Wallace Beery

  • Treasure Island (1934)

    Treasure Island (1934)

    (On Cable TV, February 2021) The original Robert Louis Stevenson novel is one of those classic tales of adventure that feels timeless, and such is the case with 1934’s version of Treasure Island, which manages to overcome the technical limitations of mid-1930s filmmaking to deliver a still-admirable period take on the piece. The story is familiar to the point of being irrelevant compared to the execution: here’s our orphan hero, here’s Long John Silver, here’s the nautical trip, here’s the island, here’s the treasure. It’s in execution that the film distinguishes itself and stays distinctive. Having Wallace Beery and Jackie Cooper in the two lead roles is historically significant considering the popularity of the pair at the time. While there have been more imaginative or more technically polished takes on the story, this 1934 Treasure Island shows you what big-budget studio filmmaking could do with that premise at the time, and that’s interesting enough.

  • Viva Villa! (1934)

    Viva Villa! (1934)

    (On Cable TV, October 2019) Hollywood has always had a soft spot for grander-than-life outlaws, mostly because it could make portray them as protagonists even bigger than life and (in the name of entertainment) revel in whatever cool crimes they committed. 1930s Hollywood was just as susceptible, as shown by a number of outlaw movies of which Viva Villa! Is only one example. Here we have Hollywood avowedly magnifying the legend of the famous Mexican revolutionary Pancho Villa: a woman in every village, an army of thousands, and an American journalist creating his legend.
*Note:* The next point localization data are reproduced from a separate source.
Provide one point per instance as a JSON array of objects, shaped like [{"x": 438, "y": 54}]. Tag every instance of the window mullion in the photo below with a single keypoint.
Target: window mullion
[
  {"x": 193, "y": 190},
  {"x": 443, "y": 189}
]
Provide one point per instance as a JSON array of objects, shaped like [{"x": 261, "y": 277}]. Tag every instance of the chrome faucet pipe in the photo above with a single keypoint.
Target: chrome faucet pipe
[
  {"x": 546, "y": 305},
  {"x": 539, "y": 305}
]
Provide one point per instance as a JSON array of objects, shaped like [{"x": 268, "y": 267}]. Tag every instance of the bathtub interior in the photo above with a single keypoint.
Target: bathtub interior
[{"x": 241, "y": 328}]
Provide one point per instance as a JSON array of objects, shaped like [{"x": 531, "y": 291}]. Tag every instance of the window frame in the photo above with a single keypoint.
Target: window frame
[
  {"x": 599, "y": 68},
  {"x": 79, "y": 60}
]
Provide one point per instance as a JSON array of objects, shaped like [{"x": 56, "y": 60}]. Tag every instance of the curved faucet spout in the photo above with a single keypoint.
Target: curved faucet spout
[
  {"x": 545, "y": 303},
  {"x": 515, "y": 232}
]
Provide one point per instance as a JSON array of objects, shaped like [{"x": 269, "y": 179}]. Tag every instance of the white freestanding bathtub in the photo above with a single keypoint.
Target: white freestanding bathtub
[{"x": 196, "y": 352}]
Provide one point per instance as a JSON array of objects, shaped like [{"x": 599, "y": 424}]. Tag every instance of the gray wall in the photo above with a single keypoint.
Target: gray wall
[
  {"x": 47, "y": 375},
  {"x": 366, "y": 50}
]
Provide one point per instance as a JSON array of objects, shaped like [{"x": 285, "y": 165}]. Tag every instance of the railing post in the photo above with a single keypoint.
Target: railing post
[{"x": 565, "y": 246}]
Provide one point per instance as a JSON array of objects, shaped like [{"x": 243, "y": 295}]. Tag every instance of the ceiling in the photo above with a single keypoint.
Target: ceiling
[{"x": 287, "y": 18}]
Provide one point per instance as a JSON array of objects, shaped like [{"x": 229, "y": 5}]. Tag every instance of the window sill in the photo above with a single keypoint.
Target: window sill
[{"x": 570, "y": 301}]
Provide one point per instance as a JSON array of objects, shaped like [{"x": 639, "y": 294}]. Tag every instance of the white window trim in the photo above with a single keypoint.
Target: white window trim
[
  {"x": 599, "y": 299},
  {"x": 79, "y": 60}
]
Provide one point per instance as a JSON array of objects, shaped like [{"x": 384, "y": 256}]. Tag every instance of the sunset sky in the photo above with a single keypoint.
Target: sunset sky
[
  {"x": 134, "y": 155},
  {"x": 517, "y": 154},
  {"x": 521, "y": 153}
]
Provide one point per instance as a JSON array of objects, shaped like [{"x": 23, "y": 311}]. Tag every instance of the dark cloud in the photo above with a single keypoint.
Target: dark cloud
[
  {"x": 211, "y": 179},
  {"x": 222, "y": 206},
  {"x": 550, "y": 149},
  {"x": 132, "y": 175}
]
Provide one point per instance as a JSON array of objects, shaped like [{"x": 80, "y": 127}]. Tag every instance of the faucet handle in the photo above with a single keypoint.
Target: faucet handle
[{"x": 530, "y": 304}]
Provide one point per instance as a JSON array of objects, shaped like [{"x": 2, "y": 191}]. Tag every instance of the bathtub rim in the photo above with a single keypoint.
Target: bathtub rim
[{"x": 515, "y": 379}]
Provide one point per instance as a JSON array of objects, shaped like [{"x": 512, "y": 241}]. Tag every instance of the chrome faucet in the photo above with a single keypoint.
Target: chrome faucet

It’s not exactly subtle, and the film’s treatment of the character is not without a dose of racism: clearly, this is an American perspective on a Mexican story (literally—what would Villa be without the American journalist documenting his actions?) rather than an attempt to show the story from his own perspective. Executed with significant production means, the film features hundreds of extras, a lot of location shooting and grandiose battle sequences, which (combined with the attempt to show a charming rogue, helped along by an exuberant performance by Wallace Beery) help keep the film interesting today … even though it would be completely unacceptable as a new movie today. You can see why Viva Villa! was nominated for a Best Picture Academy Award. Fans of Howard Hawks will appreciate knowing his uncredited contribution to the film, even though director Jack Conway completed the film.

  • The Big House (1930)

    The Big House (1930)

    (On Cable TV, May 2019) There’s something almost comforting in reaching ninety years in the past and finding a film not so different from what we’d see on-screen right now. So it is that The Big House is a quasi-prototypical prison movie, already dealing in well-worn tropes barely two years after the introduction of sound in cinema. The technical credentials are occasionally crude, but there’s no denying a certain cinematic ambition in the use of miniatures, camera movements and overall direction—the prison cafeteria scenes may or may not have influenced White Heat, but they’re handled with a grace that goes beyond flat static shots and into something definitely more daring. No wonder that this manly muscular action drama was nominated for an early Best Picture Academy Award. Story-wise, there isn’t much here, what with its “innocent” hero (who still killed someone while driving drunk—something almost unforgivable today) being a victim of hardened criminals and tough prison warden. The ending prison riot sequence is definitely ambitious, though, what with army tanks getting involved in putting it down. The acting is strictly early-thirties stuff (with Chester Morris and Wallace Beery doing what they knew best), still a bit influenced by the silent-movie methods. Still, for all of its familiar bluntness, there’s a certain charm to The Big House, and definitely a viewing pleasure. Further proof that well-executed tales can be timeless, even when they’re extremely familiar.